Initially, the terrain is bare rock. You overlay that with a surface map, which can consist of anything from grass or sand to snow and ice. The program comes with a few sample surface maps, but you can also customize your own as well. You also have options to adjust water levels, color, waves, foam, etc. Lighting, sun position, color, atmospheric conditions can also be adjusted, so in essense, you can literally play god with your "world" and make it into anything you want. A simple Google search of Terragen will lead you to multiple galleries of individuals with some serious skills and talent with this program. I've seen images that look so real it makes you want to cry. Basically, the images are captured from a virtual "camera" which can be positioned anywhere on your terrain and targeted anywhere you'd like. Although, the images you render are two dimensional, you are in essense creating a 3 dimensional "world" with this program which is measured in latitude (x) longitude (y) and altitude (z). This is what allows for animation.
To aid in the animation I use a sister program
Terranim In terragen you save the terrain file as a separate file and then open the terrain file in Terranim. With Terranim you map out your camera's path through the terrain adjusting for height from surface, turns, banking (angle), zoom etc., and generate a script which will be used in the animation portion of the Terragen program. The script is along the lines of this:
initanim, "C:\pathToDirectoryForSavingBitmapFrames\",1
;framenum,1
campos, 240.000000000000,86.000000000000,1.969970703125
tarpos,239.980000000000,86.003999999833,1.969519397495
camb,-0.000000000000
frend
;
- initanim, "C:\pathToDirectoryForSavingBitmapFrames\",1
- ;framenum,1
- campos, 240.000000000000,86.000000000000,1.969970703125
- tarpos,239.980000000000,86.003999999833,1.969519397495
- camb,-0.000000000000
- frend
- ;
Basically the script is the same for all the frames needed for your animation. In my example , it generated 1032 frames for that animation. I chose 400x300 for the dimension of the movie and when the scipt runs, it basically takes the camera position (campos), the target position (tarpos) and any camera banking details (camb), causes the Terragen program to position the camera based on those numbers (latitude, longitude, altitude and camera angle), and then renders the image and autosaves it into the directory path you've created to store the images, and numbers them sequentially.
I then opened the sequential frames in
VirtualDub, an open source program for creating AVI files. Since I had never used that proggie prior to Friday, I just left all the settings at their defaults except I added MPEG4 Video Codec2 compression, and saved the file. The program did all the work.
I've probably oversimplifed the process quite a bit, but those are the essential steps in the creation process. I started this little exercise about 2PM on Friday and completed it about 6PM Sunday. Now the hard part comes in. Creating an animation loop so that the flight path ends where it begins, converting how ever many thousands of bitmap frames to jpg's to lower the file size, and smoothing out all the turns and banks, adding more 3D depth to the clouds and resizing it to the dimensions needed for my real work project, get it imported into a Flash movie, and then get it inserted into our existing website. Should be a lot of fun. I'm estimating another week or so to work out all the details and wait for the renders.

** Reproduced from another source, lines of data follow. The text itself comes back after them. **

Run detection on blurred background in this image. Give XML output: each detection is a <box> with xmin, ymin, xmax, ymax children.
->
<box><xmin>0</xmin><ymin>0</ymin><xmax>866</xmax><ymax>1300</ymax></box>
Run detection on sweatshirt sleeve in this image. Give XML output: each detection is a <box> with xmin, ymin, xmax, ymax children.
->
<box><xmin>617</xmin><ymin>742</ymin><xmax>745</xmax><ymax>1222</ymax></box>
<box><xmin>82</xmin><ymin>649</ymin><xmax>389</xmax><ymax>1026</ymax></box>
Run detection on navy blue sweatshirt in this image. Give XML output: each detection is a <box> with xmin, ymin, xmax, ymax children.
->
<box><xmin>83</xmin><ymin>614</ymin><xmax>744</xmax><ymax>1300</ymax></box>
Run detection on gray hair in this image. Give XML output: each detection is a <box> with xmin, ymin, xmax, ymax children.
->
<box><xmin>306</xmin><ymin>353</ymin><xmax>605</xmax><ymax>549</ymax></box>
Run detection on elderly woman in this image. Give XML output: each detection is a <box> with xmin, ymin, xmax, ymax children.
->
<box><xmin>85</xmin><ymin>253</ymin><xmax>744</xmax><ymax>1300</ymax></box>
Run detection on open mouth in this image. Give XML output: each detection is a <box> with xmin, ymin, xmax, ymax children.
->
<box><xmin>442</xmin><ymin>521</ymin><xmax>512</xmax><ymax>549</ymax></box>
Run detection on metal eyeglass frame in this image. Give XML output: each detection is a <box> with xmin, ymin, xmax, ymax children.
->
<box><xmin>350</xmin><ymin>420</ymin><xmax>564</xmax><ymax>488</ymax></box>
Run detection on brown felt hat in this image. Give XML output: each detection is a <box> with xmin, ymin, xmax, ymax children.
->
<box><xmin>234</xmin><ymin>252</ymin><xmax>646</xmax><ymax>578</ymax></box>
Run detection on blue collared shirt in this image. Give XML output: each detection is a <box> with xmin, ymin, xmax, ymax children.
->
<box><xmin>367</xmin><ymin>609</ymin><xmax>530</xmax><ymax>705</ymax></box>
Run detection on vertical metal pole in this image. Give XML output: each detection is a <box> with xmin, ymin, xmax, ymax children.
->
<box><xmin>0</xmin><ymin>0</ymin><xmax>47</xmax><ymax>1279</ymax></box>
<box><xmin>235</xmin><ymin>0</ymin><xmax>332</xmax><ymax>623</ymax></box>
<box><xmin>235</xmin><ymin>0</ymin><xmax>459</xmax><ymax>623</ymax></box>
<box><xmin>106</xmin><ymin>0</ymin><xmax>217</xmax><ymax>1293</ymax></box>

Rather lengthy description, but I hope it helps.
//Oh -the renders, btw, are CPU intensive. During the rendering process, I'm usually looking at about 90-95% CPU utilization, so it essentially ties up my computer so I can do nothing else with it during rendering time. Fortunately I have several others I can work with in the interum. I'm running on an Intel P4 1.3 Ghz, with 512MB RAM. I don't really think I could do this well, with anything less than that.